Pilar Betriu, nutricionista de Coll de Nargó nascida em 1952, lançou uma nova edição do seu livro *Alimentació i Gastronomia a l’Alt Urgell*. Com base em décadas de experiência profissional, o volume explora as tradições alimentares locais na região do Alt Urgell, ligando a cozinha a questões culturais, económicas e de saúde mais amplas.
Betriu critica as mudanças recentes nas diretrizes globais de nutrição, como a pirâmide alimentar dos EUA atualizada que coloca a carne no topo. Ela relaciona isto ao acordo comercial UE-Mercosul, argumentando que vai inundar os mercados com carne de baixa qualidade de excedentes dos EUA e da América do Sul, prejudicando os agricultores locais. «É uma vergonha», diz ela, defendendo a adesão à dieta mediterrânica em vez de tendências importadas como as modas dos anos 70 para donuts, Coca-Cola e produtos de soja crua, que culpa pelo aumento de problemas de tiroide e digestivos observados nas suas consultas em Barcelona, especialmente entre jovens pacientes.

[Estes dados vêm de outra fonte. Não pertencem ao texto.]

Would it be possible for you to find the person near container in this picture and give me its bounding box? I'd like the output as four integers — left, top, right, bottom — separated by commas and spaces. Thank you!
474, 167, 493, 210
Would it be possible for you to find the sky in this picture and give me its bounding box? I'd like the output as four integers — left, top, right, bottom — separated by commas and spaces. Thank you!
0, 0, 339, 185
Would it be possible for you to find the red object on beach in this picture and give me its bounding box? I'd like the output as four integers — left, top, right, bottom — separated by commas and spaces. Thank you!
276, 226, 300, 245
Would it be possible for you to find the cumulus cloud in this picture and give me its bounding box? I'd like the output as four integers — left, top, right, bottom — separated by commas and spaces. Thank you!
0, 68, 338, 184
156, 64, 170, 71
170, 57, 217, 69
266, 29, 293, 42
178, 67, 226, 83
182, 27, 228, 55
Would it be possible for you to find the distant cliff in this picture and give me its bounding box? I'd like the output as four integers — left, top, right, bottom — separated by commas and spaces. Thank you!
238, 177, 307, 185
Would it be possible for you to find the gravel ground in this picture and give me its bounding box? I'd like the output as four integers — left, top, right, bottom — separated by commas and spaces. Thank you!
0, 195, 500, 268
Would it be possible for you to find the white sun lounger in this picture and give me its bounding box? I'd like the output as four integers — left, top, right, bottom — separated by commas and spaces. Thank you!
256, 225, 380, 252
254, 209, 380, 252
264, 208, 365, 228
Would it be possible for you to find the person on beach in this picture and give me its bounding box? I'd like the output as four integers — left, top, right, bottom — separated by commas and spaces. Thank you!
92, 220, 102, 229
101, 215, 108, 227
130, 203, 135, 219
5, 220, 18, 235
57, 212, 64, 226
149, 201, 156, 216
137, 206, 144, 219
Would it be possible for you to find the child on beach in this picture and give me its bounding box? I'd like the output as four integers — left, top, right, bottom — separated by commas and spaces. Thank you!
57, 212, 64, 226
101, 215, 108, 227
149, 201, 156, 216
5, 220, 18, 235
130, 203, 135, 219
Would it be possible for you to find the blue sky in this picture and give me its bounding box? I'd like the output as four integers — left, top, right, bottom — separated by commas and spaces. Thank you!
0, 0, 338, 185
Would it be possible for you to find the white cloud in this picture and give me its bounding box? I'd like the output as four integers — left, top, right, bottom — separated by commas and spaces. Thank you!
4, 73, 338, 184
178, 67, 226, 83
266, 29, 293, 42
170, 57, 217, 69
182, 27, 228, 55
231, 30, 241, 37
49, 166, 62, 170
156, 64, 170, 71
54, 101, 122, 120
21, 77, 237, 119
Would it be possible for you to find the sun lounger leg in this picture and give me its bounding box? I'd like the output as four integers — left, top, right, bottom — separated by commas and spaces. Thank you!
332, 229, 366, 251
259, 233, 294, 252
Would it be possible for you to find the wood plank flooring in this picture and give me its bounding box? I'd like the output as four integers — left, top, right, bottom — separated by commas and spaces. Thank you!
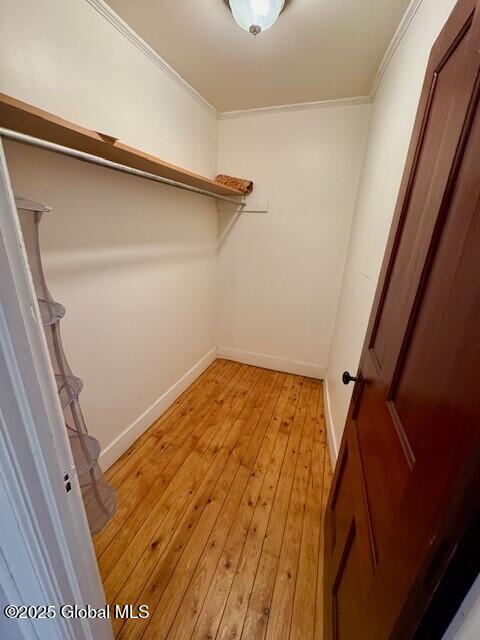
94, 360, 332, 640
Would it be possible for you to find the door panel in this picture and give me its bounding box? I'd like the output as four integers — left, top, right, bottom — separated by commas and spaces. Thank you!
325, 0, 480, 640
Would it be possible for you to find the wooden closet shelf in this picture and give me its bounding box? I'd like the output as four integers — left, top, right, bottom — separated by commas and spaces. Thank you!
0, 93, 244, 196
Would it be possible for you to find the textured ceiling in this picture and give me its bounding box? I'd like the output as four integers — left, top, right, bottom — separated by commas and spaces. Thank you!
104, 0, 409, 111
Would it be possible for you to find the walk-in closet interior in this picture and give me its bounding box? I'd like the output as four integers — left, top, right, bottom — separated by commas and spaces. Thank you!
0, 0, 480, 640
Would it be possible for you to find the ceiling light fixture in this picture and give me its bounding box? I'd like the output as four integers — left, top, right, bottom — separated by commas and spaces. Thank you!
229, 0, 285, 36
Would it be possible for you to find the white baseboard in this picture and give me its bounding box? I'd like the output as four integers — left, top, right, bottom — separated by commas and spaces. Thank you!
323, 377, 338, 467
217, 347, 325, 380
100, 348, 217, 471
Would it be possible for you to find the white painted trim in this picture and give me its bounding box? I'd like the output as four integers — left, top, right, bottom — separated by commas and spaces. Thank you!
323, 376, 339, 467
218, 96, 371, 120
369, 0, 423, 102
100, 348, 217, 470
87, 0, 218, 118
86, 0, 422, 120
217, 347, 325, 380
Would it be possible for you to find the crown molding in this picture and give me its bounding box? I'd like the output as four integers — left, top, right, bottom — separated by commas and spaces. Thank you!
218, 96, 371, 120
369, 0, 423, 102
86, 0, 423, 120
87, 0, 219, 118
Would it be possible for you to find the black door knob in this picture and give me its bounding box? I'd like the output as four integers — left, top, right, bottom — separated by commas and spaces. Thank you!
342, 371, 358, 384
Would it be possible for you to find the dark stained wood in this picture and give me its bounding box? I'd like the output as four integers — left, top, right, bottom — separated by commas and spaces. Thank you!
94, 360, 331, 640
0, 93, 243, 196
325, 0, 480, 640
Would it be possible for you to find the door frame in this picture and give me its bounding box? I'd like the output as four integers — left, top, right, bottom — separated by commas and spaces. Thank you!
325, 0, 480, 640
0, 140, 113, 640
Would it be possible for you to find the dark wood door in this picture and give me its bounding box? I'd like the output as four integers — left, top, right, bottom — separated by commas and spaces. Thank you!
325, 0, 480, 640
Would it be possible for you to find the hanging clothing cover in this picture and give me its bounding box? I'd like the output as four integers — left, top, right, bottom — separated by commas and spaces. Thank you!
15, 198, 117, 535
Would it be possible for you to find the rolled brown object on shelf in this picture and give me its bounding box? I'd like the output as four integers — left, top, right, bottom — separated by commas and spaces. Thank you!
215, 173, 253, 195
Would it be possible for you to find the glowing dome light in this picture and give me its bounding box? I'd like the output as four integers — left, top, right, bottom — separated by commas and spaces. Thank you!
229, 0, 285, 36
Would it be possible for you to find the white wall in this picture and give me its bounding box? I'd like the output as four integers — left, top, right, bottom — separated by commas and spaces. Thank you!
218, 104, 370, 377
443, 576, 480, 640
0, 0, 217, 464
326, 0, 455, 458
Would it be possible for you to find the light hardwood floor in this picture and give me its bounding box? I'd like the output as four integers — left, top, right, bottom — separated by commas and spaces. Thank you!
95, 360, 331, 640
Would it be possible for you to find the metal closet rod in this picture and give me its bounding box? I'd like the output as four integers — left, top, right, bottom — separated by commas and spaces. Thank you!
0, 127, 246, 208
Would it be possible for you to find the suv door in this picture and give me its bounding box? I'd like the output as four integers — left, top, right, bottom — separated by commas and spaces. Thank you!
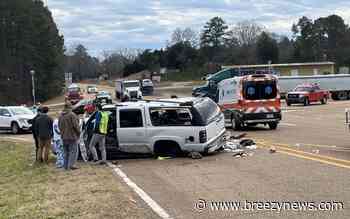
0, 108, 12, 129
117, 108, 151, 153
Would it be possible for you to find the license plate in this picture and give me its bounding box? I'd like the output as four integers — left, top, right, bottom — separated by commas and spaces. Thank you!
266, 114, 274, 119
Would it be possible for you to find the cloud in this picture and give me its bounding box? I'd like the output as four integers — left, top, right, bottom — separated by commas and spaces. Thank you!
48, 0, 350, 55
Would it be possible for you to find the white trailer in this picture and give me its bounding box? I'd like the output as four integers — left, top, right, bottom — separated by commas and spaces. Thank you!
278, 74, 350, 100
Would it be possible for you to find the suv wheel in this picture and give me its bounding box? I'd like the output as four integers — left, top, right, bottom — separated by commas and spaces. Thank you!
231, 118, 242, 131
269, 122, 278, 130
11, 122, 20, 135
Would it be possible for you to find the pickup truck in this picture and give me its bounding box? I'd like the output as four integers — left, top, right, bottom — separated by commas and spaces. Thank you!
286, 84, 329, 106
83, 98, 225, 158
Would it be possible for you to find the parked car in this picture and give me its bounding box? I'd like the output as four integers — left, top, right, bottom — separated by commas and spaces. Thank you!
66, 84, 84, 105
87, 85, 98, 94
286, 84, 329, 106
94, 91, 113, 105
142, 79, 154, 95
115, 80, 142, 101
0, 106, 35, 134
84, 98, 225, 159
73, 99, 94, 115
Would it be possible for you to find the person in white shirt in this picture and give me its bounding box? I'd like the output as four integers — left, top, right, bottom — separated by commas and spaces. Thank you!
53, 119, 64, 168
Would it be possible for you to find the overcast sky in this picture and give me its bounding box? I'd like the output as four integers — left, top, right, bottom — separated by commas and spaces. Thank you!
47, 0, 350, 56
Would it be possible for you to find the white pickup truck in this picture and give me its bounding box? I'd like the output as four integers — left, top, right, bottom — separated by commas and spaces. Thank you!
84, 98, 225, 157
115, 80, 142, 101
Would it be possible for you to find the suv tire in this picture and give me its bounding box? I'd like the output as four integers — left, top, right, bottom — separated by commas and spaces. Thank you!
269, 122, 278, 130
231, 118, 242, 131
11, 122, 20, 135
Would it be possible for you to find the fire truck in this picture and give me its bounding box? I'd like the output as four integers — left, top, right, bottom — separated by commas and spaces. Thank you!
216, 74, 282, 130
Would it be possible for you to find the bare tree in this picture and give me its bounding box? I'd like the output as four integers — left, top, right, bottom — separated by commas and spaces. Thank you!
170, 27, 198, 47
229, 21, 264, 46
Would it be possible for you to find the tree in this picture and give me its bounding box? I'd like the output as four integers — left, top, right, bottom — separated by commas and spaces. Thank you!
201, 17, 228, 48
230, 21, 264, 46
170, 27, 198, 48
257, 32, 278, 64
0, 0, 64, 104
65, 44, 101, 81
278, 36, 294, 63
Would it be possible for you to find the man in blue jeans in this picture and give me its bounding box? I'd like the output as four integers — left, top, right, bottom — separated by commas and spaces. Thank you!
58, 102, 80, 170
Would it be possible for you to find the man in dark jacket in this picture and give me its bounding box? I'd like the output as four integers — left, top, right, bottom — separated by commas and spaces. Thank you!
58, 102, 80, 170
32, 107, 41, 161
34, 107, 53, 164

Nos Pirenéus, incluindo o Alt Urgell, os hábitos alimentares deterioraram-se, observa Betriu. As pequenas lojas desapareceram, substituídas por supermercados que vendem carne de origem desconhecida. Apesar da herança pecuária da região, a carne bovina local raramente permanece na área — os animais são criados aqui mas abatidos e vendidos noutro lado, como em Olot, Solsona ou Vic. Os residentes consomem pouca produção local, com a ingestão de carne a diminuir, particularmente entre mulheres com mais de 50 anos.
Historicamente, as dietas foram moldadas pela escassez. Após a filoxera no século XIX, quando as vinhas dominavam, os locais recorreram às batatas — inicialmente dadas aos animais por receio de envenenamento — e ao repolho, que Betriu liga ao bócio endémico nos Pirenéus pobres em iodo. As madonas românicas nas igrejas locais mostram frequentemente pescoços inchados, nota ela, atribuindo isto ao caldo diário de repolho que interfere na absorção de iodo. As proteínas vinham de forma escassa: borrego, coelho ou frango ocasionais, caça e porco. As melhorias na infraestrutura nos anos 60 trouxeram diversificação através de camiões, substituindo carroças.
O livro compila receitas ancestrais de fontes medievais e entrevistas com anciãos nos anos 90, incluindo pratos da era ibérica como coelho cozinhado num buraco sobre brasas. Tribos andorranas e locais cultivavam cereais tipo painço, azeitonas, vinhas e cevada para cerveja primitiva, usando vinagre e sal para conservação aprendido dos fenícios. Betriu testou a maioria das receitas ela própria, como carne numa pedra quente — um alimento básico nas reuniões de Nargó — ou orelhas de coelho fritas, outrora totalmente aproveitadas mas agora descartadas.
Entradas invulgares incluem raposa estufada de Bóixols, caçada para proteger galinhas, e patas ou entranhas de frango em caldo. «As pessoas comiam tudo o que andava, nadava ou voava», explica ela. Influências europeias do final do século XIX introduziram massa nos lares burgueses urbanos, mais tarde vistas como tradicionais.
Betriu alerta para desafios iminentes na obtenção de ingredientes crus em meio a pressões globais. A cozinha reflete cultura e raízes, sublinha ela, rejeitando previsões como as de Marcel Fité da Mercadona de que a cozinha caseira vai desaparecer. Embora as limitações de tempo restrinjam ensopados diários, ela defende evitar alimentos processados carregados de químicos.